Киркпатрик передал Эми два экземпляра обвинительного заключения. Пока судебный репортер возился со своим оборудованием, Эми передала Морелли его экземпляр и объяснила, что будет происходить во время формального предъявления обвинения. Когда Артур Рейд объявил, что он готов, судья зачитал заголовок дела.
– Ваша честь, – начал Киркпатрик, – у нас есть сложности с определением личности обвиняемого. Мы не можем найти его отпечатки, его удостоверение поддельное, о нем нет никаких сведений в наших банках данных. Я хотел бы, чтобы суд спросил у обвиняемого, действительно ли имя в обвинительном заключении его настоящее имя.
Эми подавила надвигающуюся панику. Процедура предположительно должна быть легкой. От нее вроде не требовалось никаких решений, которые могли повлиять на судьбу Морелли.
– Пятая поправка, ваша честь, – пробормотала она.
– Что, миссис Вергано? – спросил судья, удивленный ее вмешательством.
– Я советую своему клиенту хранить молчание, сославшись на Пятую поправку.
Киркпатрик разозлился.
– Нам необходимо знать настоящее имя обвиняемого, ваша честь.

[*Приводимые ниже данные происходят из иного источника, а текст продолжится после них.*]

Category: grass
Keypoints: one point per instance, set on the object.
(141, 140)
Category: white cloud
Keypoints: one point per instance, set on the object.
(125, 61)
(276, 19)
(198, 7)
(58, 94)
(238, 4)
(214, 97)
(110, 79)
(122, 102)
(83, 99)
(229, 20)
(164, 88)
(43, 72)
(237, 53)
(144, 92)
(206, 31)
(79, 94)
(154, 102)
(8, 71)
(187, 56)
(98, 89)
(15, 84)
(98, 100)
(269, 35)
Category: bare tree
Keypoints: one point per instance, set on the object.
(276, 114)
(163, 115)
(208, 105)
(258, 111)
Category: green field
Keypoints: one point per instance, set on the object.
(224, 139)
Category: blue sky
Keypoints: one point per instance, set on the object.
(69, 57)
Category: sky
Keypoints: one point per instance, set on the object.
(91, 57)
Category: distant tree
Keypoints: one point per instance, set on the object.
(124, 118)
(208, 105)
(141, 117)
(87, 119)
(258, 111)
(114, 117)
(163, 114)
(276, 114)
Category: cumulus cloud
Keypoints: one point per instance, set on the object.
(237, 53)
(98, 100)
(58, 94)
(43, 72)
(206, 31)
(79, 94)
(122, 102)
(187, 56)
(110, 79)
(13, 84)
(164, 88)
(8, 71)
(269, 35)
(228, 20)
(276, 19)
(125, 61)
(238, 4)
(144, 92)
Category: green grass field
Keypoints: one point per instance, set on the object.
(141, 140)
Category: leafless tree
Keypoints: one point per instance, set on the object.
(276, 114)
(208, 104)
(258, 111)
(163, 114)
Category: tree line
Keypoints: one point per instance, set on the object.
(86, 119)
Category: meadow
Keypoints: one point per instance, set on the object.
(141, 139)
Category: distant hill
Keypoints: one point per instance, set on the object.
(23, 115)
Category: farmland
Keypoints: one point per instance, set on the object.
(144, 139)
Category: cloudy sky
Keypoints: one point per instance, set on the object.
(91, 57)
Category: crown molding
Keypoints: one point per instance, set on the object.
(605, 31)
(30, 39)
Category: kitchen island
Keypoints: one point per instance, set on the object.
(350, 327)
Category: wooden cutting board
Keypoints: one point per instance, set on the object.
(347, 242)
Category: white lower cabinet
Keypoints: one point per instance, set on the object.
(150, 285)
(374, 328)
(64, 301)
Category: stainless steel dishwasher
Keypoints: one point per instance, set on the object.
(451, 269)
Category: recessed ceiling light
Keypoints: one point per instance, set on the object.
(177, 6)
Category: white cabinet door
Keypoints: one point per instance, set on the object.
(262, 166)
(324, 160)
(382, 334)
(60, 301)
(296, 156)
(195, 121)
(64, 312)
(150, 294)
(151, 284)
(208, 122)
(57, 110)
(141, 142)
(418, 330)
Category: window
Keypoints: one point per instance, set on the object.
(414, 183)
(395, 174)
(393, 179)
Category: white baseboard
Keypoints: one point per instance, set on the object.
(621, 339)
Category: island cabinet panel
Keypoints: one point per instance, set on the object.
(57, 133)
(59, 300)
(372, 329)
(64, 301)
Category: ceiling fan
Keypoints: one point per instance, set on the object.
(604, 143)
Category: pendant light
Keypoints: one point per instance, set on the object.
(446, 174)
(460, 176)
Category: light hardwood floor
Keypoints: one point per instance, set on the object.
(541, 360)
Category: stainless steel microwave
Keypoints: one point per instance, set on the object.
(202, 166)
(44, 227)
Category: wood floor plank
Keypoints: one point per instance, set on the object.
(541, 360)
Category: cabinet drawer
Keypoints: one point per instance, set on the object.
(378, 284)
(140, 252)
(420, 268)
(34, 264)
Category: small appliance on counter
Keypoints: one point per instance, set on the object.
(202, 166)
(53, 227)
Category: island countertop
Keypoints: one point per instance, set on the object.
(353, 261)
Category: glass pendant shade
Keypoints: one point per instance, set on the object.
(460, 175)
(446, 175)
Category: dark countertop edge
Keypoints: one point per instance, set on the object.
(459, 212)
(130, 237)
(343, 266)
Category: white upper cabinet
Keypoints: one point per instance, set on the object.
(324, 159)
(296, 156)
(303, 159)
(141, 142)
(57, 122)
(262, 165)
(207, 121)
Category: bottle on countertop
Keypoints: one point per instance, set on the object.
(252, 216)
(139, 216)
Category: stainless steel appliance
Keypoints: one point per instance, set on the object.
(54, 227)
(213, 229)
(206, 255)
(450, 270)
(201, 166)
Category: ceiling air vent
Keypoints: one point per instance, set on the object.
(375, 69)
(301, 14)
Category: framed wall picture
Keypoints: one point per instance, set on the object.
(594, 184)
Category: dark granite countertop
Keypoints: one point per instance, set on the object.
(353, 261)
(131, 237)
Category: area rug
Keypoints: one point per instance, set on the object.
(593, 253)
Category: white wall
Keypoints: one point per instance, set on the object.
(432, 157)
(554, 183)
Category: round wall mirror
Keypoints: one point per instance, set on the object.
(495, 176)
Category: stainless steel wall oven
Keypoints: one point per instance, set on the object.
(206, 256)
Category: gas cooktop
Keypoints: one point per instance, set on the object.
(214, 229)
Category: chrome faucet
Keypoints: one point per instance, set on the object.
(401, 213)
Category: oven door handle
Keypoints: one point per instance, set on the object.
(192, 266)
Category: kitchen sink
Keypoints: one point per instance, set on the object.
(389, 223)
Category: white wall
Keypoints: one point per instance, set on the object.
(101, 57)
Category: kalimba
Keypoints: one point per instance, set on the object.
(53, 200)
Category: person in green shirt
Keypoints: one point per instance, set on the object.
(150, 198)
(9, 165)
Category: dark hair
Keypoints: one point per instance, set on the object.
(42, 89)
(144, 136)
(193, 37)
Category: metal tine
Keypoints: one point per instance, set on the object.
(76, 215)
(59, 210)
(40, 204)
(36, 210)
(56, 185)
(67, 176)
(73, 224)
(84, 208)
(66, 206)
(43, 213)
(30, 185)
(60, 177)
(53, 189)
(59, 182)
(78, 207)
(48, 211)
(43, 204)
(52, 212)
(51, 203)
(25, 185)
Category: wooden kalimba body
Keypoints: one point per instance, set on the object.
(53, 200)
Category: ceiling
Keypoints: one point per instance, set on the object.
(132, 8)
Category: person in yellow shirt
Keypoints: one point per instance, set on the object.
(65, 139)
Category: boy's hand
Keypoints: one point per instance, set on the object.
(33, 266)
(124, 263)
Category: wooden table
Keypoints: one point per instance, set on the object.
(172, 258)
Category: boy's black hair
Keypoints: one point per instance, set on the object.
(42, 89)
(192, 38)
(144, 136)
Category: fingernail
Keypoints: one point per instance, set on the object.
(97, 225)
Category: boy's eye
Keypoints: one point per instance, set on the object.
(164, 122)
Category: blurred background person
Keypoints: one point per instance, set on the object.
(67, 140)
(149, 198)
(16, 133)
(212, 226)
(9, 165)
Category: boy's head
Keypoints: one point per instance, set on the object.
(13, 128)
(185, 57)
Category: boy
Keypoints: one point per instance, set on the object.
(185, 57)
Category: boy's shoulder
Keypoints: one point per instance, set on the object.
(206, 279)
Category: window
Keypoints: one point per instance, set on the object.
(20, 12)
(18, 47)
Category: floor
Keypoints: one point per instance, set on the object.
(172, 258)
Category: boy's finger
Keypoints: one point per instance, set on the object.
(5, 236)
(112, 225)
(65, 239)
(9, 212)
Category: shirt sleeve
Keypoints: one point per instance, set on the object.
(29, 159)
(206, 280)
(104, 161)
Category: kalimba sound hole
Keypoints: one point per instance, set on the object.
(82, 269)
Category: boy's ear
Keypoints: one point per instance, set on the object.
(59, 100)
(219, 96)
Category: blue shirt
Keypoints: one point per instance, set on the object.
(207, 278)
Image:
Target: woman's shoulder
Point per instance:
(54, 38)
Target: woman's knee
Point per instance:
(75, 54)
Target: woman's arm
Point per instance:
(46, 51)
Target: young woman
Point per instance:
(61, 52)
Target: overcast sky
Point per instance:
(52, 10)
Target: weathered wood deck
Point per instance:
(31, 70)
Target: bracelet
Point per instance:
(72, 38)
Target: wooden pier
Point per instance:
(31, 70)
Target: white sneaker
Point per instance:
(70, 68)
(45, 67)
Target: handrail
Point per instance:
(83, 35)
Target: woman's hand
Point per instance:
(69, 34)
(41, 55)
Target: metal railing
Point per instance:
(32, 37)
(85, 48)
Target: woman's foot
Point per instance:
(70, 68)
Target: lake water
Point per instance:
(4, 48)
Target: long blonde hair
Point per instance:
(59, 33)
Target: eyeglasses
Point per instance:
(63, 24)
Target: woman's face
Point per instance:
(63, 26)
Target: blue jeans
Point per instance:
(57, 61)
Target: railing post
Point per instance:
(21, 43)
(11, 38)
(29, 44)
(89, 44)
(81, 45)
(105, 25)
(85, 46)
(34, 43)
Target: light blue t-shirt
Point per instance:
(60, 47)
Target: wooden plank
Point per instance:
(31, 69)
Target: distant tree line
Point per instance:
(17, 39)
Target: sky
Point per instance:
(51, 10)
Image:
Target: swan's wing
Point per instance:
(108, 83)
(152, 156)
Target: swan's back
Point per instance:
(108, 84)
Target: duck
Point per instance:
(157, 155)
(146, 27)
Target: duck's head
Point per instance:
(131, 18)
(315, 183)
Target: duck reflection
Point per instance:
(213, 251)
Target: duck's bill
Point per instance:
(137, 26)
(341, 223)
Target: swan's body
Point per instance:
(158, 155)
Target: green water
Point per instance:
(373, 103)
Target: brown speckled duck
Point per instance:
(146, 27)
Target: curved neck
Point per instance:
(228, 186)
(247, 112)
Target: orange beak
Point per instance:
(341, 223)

– Ничего подобного, – возразила Эми. – Что, если у него амнезия? Вам не нужно его имя, чтобы продолжать.
Судья поднял руку, прежде чем Киркпатрик успел ответить.
– Возражение миссис Вергано обоснованно, мистер Киркпатрик.
Помощник прокурора злобно взглянул на Эми, но прикусил язык. Судья прочитал обвинительное заключение, и остальная часть процедуры прошла без сучка без задоринки. Когда она закончилась, все, кроме Эми, ушли.
– Как там Райан? – спросил Морелли, когда они остались одни.
– Он вернулся в школу. Среди друзей ему легче. Когда я возвращаюсь с работы, он всегда спрашивает про вас.
– Он славный паренек. Крутой. С ним все будет хорошо.